Герда хотела выпустить его руку, но он, сжав ее пальцы в ответ, не дал ей этого сделать. Вальдес была рада этому - ей было легче от того, что она касалась человека напротив, и она подумала, что Кальдмеер, должно быть, испытывает нечто похожее.
- Давайте не будем говорить о таких печальных вещах, - сказала она наконец, привыкнув к чужому теплу и ощутив, что собравшийся где-то в груди тяжелый ком наконец рассосался. - Надо найти тему повеселее. Хотите, расскажу, как я голосовала по дороге в Вегас, и меня подвез цирк лилипутов?
Кальдмеер, с явным трудом стряхнувший с себя накатившие воспоминания, посмотрел на Герду с сомнением.
- Я боюсь представить себе… характер этой истории.
- Характер этой истории - возмутительно эротический, - хулигански усмехнулась Герда, радуясь про себя тому, что ей удалось отвлечь его. - Все так и было! Чистая правда!
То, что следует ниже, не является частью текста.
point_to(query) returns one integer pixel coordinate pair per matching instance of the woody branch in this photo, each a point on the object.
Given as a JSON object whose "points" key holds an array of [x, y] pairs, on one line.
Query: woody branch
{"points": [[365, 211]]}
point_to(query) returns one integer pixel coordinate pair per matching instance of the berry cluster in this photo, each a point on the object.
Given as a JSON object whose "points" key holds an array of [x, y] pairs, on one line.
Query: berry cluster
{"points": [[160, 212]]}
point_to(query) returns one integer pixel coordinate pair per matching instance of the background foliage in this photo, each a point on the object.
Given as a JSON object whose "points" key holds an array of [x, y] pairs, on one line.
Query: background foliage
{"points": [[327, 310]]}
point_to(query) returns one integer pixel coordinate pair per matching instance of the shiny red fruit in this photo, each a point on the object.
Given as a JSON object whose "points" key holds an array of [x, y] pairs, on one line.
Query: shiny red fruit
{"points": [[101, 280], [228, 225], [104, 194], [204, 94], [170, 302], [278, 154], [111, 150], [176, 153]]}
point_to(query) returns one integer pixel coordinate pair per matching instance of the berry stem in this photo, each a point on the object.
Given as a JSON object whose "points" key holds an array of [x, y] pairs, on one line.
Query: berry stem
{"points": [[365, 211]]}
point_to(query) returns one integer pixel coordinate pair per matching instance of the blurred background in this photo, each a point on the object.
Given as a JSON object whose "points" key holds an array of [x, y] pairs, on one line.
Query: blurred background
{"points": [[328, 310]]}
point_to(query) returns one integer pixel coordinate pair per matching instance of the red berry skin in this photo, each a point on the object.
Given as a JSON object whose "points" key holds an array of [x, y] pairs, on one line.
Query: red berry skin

- Я в вас не сомневаюсь, - сказал он без толики осуждения, на что Герда рассмеялась:
- Правильно делаете. Я считаю, что в жизни надо попробовать все… даже игру в карты на раздевание с толпой чуваков, самый высокий из которых достает тебе до локтя. Мы живем один раз, разве нет? А зачем жить, если не чувствуешь себя живым?
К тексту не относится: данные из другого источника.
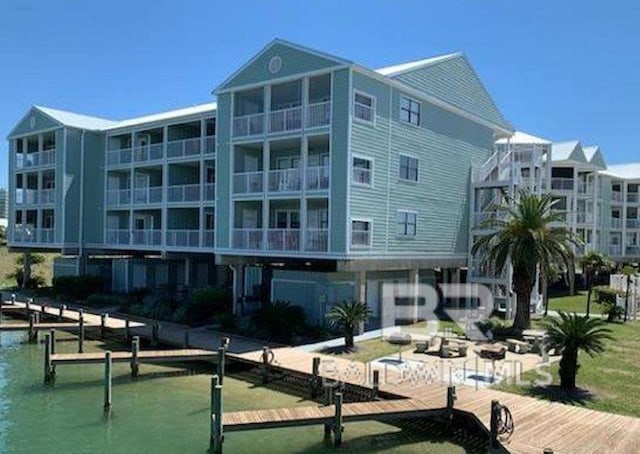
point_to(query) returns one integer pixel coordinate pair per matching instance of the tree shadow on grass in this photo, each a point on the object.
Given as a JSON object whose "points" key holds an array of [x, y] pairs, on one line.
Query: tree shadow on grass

- Это и есть ваше жизненное кредо? - вкрадчиво осведомился Кальдмеер. Герда, выловив из стакана кусок лайма и отправив его себе в рот, закивала:
- Можно и так сказать. А у вас есть кредо? Что вас вообще по жизни ведет?
Он задумался, но всего на секунду - очевидно, ему не стоило большого труда отыскать ответ на этот вопрос.
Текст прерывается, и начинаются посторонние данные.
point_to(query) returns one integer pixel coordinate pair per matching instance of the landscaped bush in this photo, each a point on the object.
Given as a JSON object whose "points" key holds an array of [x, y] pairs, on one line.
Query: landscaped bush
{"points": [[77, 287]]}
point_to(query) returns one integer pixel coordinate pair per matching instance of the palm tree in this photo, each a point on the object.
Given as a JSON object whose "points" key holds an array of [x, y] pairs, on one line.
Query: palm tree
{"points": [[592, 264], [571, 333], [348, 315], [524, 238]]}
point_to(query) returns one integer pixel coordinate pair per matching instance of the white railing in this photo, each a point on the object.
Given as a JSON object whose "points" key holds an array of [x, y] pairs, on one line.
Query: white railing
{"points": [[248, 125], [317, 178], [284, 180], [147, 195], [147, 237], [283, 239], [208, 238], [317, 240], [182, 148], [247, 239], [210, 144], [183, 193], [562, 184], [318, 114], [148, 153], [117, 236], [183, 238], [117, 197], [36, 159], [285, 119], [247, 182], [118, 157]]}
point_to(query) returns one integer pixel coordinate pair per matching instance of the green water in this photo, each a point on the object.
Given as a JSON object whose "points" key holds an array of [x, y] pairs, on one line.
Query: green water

- Делать свою работу, - сказал он до странности бесцветно. - И делать ее хорошо.
- Неплохо, - отозвалась Герда и поморщилась - лайм оказался кислее, чем она думала. - И как? Получается?
- До недавних пор - да, - проговорил он все с тем же странным выражением, как будто ему было сложно выталкивать из себя слова. Герда с шумом вытянула через трубочку остатки коктейля на дне и подумала, что не отказалась бы от еще парочки.
- Что-то изменилось?
Прежде чем ответить, он недолго смотрел Герде в лицо, и она поежилась от ощущения, что его внимательный взгляд пронизывает ее насквозь.
- Да, - тяжело подтвердил Кальдмеер. - Что-то изменилось.
- Это хорошо или плохо?
Он вздохнул:
- Не знаю.
Судя по омертвевшему выражению на его лице, его снова начала одолевать хандра, а Герда не придумала ничего лучше, кроме как протянуть руку и коснуться его лица, погладить по щеке, обвести кончиками пальцев контур шрама; Кальдмеер вздрогнул всем телом, будто Вальдес ударила его током, но не отшатнулся, а когда она убрала руку, машинально потянулся следом.
- Перемены могут быть к лучшему, - сказала Герда, чтобы его приободрить. - Я, например, хочу сменить кайпиринью на чистый ром. Как вам идея?
Наверное, он тоже иногда считал ее невыносимой, но, как и в ее случае, это ничего не меняло. Как показалось Герде, именно в тот момент они окончательно поняли, чем закончится для них этот бесконечный день, оба поняли, что не имеют ничего против - и оба, как показали следующие часы, ошиблись.